Tue | Apr 23, 2024

Tracey targets more speed, better technique

Published:Monday | May 20, 2019 | 12:25 AMHubert Lawrence/Gleaner Writer
Tracey
Tracey

Ristananna Tracey thinks more speed and better technique will see her back to the podium in the 400m hurdles at this year’s IAAF World Championships. She said if she raises her speed levels this season, she will be dangerous.

Tracey cruised to victory at an All-Comers meet at the UWI-Usain Bolt track in Mona on Saturday, and gave her effort a passing grade.

“I felt great, I felt really strong, but unfortunately, I was looking forward for a push, but I didn’t get it,” she said after the race. “So I just came out here to open my season, being as I wanted to open my season at the (Jamaica International) Invitational Meet, but, unfortunately, it was cancelled, so I just came out here to just get the first run out and I did exactly that.”

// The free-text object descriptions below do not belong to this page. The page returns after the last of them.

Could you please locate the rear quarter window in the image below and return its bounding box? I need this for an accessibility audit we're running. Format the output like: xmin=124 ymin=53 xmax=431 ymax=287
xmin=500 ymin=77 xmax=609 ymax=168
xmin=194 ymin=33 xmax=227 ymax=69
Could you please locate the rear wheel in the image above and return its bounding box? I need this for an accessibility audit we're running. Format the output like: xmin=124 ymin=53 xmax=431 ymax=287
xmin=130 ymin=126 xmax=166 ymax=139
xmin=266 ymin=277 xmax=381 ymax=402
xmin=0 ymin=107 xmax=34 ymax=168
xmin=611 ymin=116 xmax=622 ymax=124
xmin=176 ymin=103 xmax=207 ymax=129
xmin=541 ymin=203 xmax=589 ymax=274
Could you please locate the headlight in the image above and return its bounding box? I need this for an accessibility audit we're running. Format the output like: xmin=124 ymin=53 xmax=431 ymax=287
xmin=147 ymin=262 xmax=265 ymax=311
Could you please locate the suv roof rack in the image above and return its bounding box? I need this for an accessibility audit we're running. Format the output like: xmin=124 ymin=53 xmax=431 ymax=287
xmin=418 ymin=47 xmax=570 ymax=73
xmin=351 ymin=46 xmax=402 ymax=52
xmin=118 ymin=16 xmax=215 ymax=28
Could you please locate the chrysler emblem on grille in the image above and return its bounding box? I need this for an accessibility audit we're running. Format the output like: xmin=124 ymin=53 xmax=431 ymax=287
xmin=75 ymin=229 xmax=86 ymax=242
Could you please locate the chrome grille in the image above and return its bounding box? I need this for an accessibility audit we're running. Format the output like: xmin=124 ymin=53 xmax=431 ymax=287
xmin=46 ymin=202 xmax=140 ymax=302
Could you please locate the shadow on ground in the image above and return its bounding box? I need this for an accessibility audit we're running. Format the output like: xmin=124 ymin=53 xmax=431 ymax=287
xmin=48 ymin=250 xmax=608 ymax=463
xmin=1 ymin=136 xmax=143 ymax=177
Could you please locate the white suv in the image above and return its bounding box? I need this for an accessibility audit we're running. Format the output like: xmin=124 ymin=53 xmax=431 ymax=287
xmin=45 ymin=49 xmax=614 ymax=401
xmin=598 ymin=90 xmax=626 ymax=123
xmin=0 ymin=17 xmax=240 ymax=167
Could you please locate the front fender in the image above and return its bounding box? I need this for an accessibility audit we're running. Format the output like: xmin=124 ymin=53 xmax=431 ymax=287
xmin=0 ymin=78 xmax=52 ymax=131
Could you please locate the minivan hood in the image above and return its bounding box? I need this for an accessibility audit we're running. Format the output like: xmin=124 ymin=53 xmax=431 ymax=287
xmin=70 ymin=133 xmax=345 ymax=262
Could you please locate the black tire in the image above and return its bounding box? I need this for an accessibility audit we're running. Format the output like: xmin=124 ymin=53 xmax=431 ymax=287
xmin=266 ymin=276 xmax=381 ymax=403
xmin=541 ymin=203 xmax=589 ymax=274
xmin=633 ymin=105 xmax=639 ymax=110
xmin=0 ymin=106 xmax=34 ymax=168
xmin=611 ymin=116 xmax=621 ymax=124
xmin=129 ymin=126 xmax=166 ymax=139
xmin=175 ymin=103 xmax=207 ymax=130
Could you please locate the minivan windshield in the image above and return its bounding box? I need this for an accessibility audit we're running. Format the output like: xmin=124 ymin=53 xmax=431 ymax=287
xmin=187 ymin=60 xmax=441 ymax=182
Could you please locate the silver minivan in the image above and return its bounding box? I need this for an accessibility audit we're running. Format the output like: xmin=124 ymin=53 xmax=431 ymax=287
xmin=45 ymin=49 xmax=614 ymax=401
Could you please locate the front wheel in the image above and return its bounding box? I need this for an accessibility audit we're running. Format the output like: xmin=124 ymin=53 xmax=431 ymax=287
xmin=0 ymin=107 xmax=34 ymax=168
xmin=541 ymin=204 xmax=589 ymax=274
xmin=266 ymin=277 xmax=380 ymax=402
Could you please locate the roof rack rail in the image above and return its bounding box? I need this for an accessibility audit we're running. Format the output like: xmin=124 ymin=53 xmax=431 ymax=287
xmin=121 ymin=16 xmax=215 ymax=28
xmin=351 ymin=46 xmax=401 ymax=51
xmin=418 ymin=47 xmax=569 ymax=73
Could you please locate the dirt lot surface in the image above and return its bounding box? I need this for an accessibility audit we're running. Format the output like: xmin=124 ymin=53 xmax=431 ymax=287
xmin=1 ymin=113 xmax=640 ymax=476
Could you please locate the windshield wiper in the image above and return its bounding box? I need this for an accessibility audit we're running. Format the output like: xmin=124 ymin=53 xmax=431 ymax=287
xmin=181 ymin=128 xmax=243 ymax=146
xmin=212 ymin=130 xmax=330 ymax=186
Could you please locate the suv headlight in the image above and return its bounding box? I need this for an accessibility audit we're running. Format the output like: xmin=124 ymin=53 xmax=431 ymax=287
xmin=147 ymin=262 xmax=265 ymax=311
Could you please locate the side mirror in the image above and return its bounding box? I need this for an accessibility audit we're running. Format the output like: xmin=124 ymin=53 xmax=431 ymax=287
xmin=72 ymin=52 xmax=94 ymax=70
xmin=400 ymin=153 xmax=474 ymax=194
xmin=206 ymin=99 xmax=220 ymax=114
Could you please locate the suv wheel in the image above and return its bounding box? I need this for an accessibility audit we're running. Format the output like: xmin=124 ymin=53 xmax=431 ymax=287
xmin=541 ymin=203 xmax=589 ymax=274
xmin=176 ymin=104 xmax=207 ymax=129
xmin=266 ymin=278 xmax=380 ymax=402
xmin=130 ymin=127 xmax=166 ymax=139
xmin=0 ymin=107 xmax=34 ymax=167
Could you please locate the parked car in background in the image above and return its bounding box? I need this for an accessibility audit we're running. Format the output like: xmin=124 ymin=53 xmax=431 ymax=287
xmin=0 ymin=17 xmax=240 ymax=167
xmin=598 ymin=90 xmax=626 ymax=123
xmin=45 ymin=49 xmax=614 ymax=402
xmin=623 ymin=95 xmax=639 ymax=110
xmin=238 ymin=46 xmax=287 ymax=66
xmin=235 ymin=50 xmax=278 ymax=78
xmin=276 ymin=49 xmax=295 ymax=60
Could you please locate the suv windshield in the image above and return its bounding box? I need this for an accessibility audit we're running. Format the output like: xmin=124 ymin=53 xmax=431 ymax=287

Her World Championships rivals could include American wonder girl Sydney McLaughlin, who ran 50.78 seconds for the flat 400m victory earlier the same day.

“She has a lot of flat speed and I think that’s what I am lacking,” Tracey observed of the American, who has run 50.39 for the flat one-lap race. “I think if I can improve on my flat speed, I think I’ll be dangerous,” the owner of a 51.95 personal best said.

She continues to refine her hurdling technique in her training overseas with coach Lawrence ‘Boogie’ Johnson.

“He keeps on reminding me in training that I will never be able to beat my training partner until I learn like proper technique, having less air time and all those stuff, so I’m mainly working on my technique and flat speed right now,” she said. The training partner she speaks of is none other than Olympic champion Dalilah Muhammad, whose 400m personal best is 51.62 seconds.

LIFETIME MARK

That’s just 0.01 off the lifetime mark of Jamaica’s finest 400m hurdler, Olympic and World champion Melanie Walker, who sits at number two on the 400m hurdles all-time list at 52.42 seconds.

Muhammad has also set a personal best in the 200m this season. The American opened her IAAF Diamond League account with victory in 53.61 seconds on May 3 in Doha, Qatar.

Tracey was in the Olympic final won by Muhammad in Rio de Janeiro and came back with a personal best 53.74 seconds to win the bronze medal at the 2017 World Championships.

“Definitely, I am working towards going back on the podium, whether it is getting another bronze medal, or move up on the podium. That’s exactly my aim for this season,” she said.